Four little canvas bags of takings, one float, one
cash box and two guards to open the security room
where the squat safe is waiting. End of day ritual

but tonight they are talking of Jupiter
in male fashion. Did you see that
TV programme? About what the Earth

will be like when it dries out? A prune
sinking in on itself. A dustbowl falling
inwards like the orchestrated blowing up

of a building that comes down on the
spot ordained. Jupiter, on the contrary,
is a crystal planet. How strange, fitting

the cash bags in, pushing the cash box back
turning the handle so the teeth of the door mesh
and the maker’s gold seal glows in the light

then finally the long thin key that someone
locked in the room might turn to open
to take out the bags and play with the money

but be unable to escape because the door
is dead bolted. Walking away, thinking
how like a little safe this planet is

locked tight, we trust, for the night
its systems meshed. Earth preserved
in its abundant waters, Jupiter in its dark moonlets.

 

 
       

Elizabeth Smither’s new collection of poems, The Year of Adverbs, will be published by Auckland University Press in August.
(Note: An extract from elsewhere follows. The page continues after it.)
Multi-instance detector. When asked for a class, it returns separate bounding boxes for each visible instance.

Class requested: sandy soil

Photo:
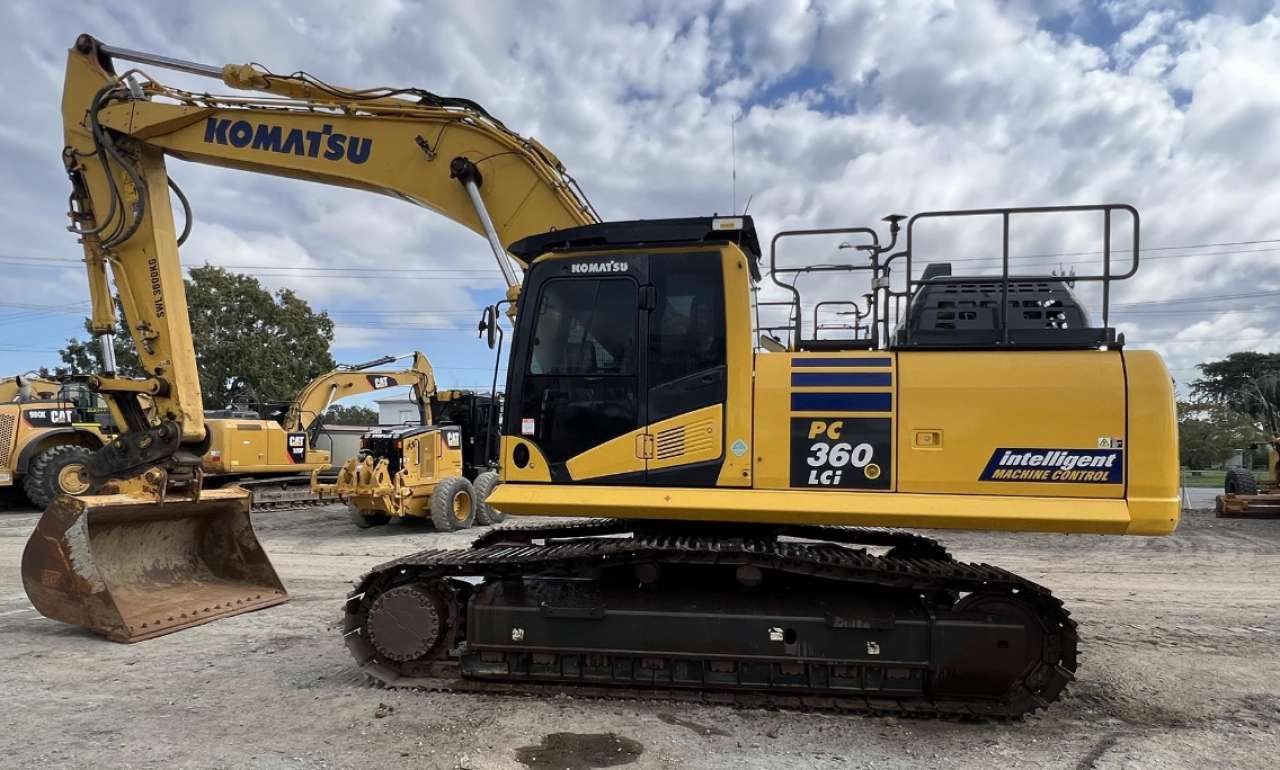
[0,498,1280,769]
Smither writes: “When I worked as a librarian one of the highlights at the end of the day was to carry the cash box, the float bags, and the takings to the safe on the top floor. Two librarians, accompanied by two security guards—though the takings were minuscule—would walk along the deserted corridors and go through the ritual of stowing the bags, closing the safe and locking the outer door. One night I overheard one of the guards talking about Jupiter.”